A new Federal Reserve Bank of New York working paper argues that the optimal design of tokenised money depends not on technology, but on how regulation and bank risk-taking interact.
Stablecoins can discipline risky banking, according to findings from a new working paper published by economists at the Federal Reserve Bank of New York.
The paper Stablecoins vs. Tokenized Deposits: The Narrow Banking Debate Revisited, which revisits the narrow banking debate through the lens of blockchain-based money, studies how the form of money used in crypto transactions affects “interest rates, investment, and welfare”.
Todd Keister and Xuesong Huang of Sun Yat-sen University conclude that the desirability of stablecoins, tokenised deposits, or competition between the two depends on regulatory costs and the extent to which banks are incentivised to take excessive risk.
A new monetarist framework?
The paper uses a dynamic general equilibrium model which introduces risky bank investment, safe storage (government debt or equivalent), government deposit insurance, and a regulatory tax on bank deposit.
Stablecoins in the model are fully backed by safe assets, while banks issue both traditional and tokenised deposits to fund portfolios of safe and risky projects.
The authors explicitly link the debate to historic narrow banking proposals. “The tradeoffs between these policies are reminiscent of both historical and recent debates over the desirability of narrow banking,” they write.
Unlike traditional narrow banking proposals, however, the reform examined here applies only to tokenised money used in blockchain-based trade.
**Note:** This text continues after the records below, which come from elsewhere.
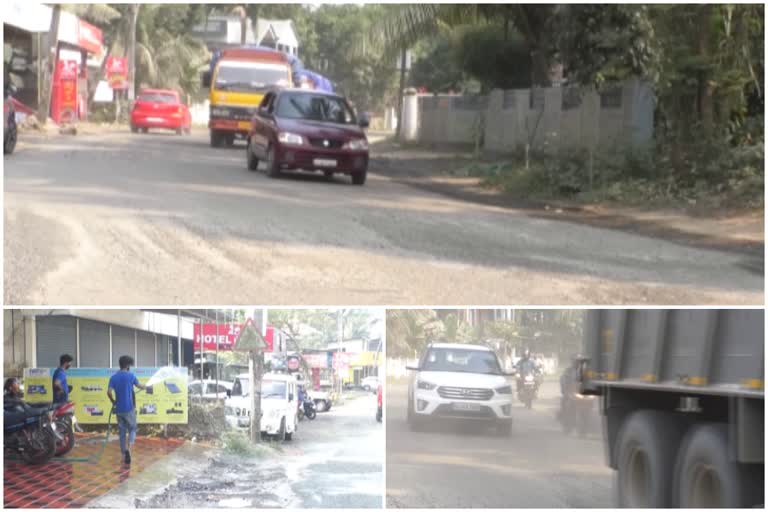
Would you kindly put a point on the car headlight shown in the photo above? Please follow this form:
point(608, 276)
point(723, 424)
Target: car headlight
point(422, 384)
point(290, 138)
point(357, 145)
When money type is irrelevant
The authors begin with a simplified case in which bank investment is risk-free and there is no regulatory tax. In this environment, they establish what they call a neutrality result. “In the absence of additional frictions, the type of money used in crypto trade is irrelevant”.
Stablecoins and tokenised deposits may circulate in different proportions, but allocations remain unchanged. It is only when risk and regulation are introduced that the composition of money begins to matter.
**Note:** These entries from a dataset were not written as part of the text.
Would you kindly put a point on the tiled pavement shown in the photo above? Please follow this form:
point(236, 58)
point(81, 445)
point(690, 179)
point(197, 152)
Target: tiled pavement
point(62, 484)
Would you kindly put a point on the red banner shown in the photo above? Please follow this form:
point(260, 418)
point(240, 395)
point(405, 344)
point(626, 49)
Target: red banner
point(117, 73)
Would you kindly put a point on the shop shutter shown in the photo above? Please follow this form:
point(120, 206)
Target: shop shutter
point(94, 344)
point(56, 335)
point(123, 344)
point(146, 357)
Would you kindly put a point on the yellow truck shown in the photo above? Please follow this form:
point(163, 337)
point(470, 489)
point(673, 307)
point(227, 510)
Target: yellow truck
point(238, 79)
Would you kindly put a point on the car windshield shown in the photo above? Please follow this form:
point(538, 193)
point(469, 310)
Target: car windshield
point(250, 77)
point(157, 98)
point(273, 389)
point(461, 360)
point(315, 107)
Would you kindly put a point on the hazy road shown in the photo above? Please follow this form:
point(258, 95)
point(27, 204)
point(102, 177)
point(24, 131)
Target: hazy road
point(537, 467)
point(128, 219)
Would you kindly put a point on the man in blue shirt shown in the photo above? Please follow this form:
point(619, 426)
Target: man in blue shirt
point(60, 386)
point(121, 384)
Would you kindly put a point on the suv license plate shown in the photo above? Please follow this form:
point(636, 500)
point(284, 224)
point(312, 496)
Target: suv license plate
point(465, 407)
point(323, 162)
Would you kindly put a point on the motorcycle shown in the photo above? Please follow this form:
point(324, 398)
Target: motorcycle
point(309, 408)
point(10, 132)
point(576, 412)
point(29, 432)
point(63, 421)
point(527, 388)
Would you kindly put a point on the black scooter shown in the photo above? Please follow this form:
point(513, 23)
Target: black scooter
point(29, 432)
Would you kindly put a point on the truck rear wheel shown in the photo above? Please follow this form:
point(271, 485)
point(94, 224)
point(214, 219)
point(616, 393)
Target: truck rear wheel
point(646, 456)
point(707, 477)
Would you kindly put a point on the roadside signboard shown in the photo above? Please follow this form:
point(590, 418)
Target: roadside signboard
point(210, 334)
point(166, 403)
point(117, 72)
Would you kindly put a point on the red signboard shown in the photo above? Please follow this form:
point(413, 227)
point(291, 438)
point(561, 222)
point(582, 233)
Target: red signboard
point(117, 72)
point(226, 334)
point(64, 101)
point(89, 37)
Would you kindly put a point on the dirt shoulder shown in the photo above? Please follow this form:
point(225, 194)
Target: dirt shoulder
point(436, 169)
In the full model, banks invest in risky projects that fail with probability π. Deposits are insured by the government. Regulation is captured as a tax on banks’ deposit liabilities. The authors describe this tax as representing “capital requirements, leverage restrictions, and deposit insurance premia.”
With these frictions, they find that “the composition of money used in crypto trade between stablecoins and deposits matters for equilibrium allocations.” The equilibrium outcome depends critically on regulatory cost. When this cost is high, stablecoins dominate. When it is low, tokenised deposits dominate. In between, both coexist.
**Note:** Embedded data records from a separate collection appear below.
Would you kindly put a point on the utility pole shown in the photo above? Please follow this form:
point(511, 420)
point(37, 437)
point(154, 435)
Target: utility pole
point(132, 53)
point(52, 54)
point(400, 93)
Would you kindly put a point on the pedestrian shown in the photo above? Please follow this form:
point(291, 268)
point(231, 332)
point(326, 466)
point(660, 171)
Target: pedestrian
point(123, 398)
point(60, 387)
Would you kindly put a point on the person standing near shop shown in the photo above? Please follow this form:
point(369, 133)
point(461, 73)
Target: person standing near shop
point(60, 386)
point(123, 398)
Deposits-only: more credit, less trade
The first policy alternative examined is a deposits-only regime, in which only banks may issue tokenised money.
If stablecoins are active in the baseline equilibrium, imposing this restriction leads to a fall in the deposit rate and an expansion in bank-funded risky investment.
As the authors put it, the model captures “a key element of the argument people make for this policy: discouraging stablecoin use leads to an increase in bank credit and higher investment”.
But the policy also reduces decentralised trade. Proposition 5 shows that a deposits-only regime “weakly decreases the equilibrium deposit rate” and reduces trading in type 2 meetings.
Whether this raises welfare depends on the social return of the marginal project banks fund. If that return is lower than the safe rate, restricting stablecoins is undesirable. In other words, if moral hazard is sufficiently severe, expanding bank balance sheets reduces welfare.
Stablecoins-only: constraining risky banks
The second alternative is to impose narrow banking for tokenised money – allowing only stablecoin issuers to create it.
Under this regime, “a stablecoins-only policy strictly increases the equilibrium deposit rate. Total safe asset holdings strictly increase, and risky investment strictly decreases”. Banks shrink, risky lending declines, and more money is backed by safe assets.
The welfare impact depends on whether banks were previously overinvesting in risky projects. The authors conclude that “a stablecoins-only policy can raise welfare if banks’ risk-shifting incentive is large and regulation is light”.
In such an environment, banks “tend to overinvest in risky projects,” and limiting their ability to issue tokenised money improves outcomes.
Competition as the middle ground
“In between these two cases, the optimal policy is to allow stablecoins and tokenized deposits to compete,” the authors write.
In this configuration, stablecoins intermediate safe assets efficiently, raising deposit rates and reducing incentives for banks to fund lower-return projects. At the same time, banks continue to fund higher-return investments.
The authors emphasise that the answer is structural. The desirability of narrow-style tokenised money depends on regulatory costs and moral hazard distortions within the banking system.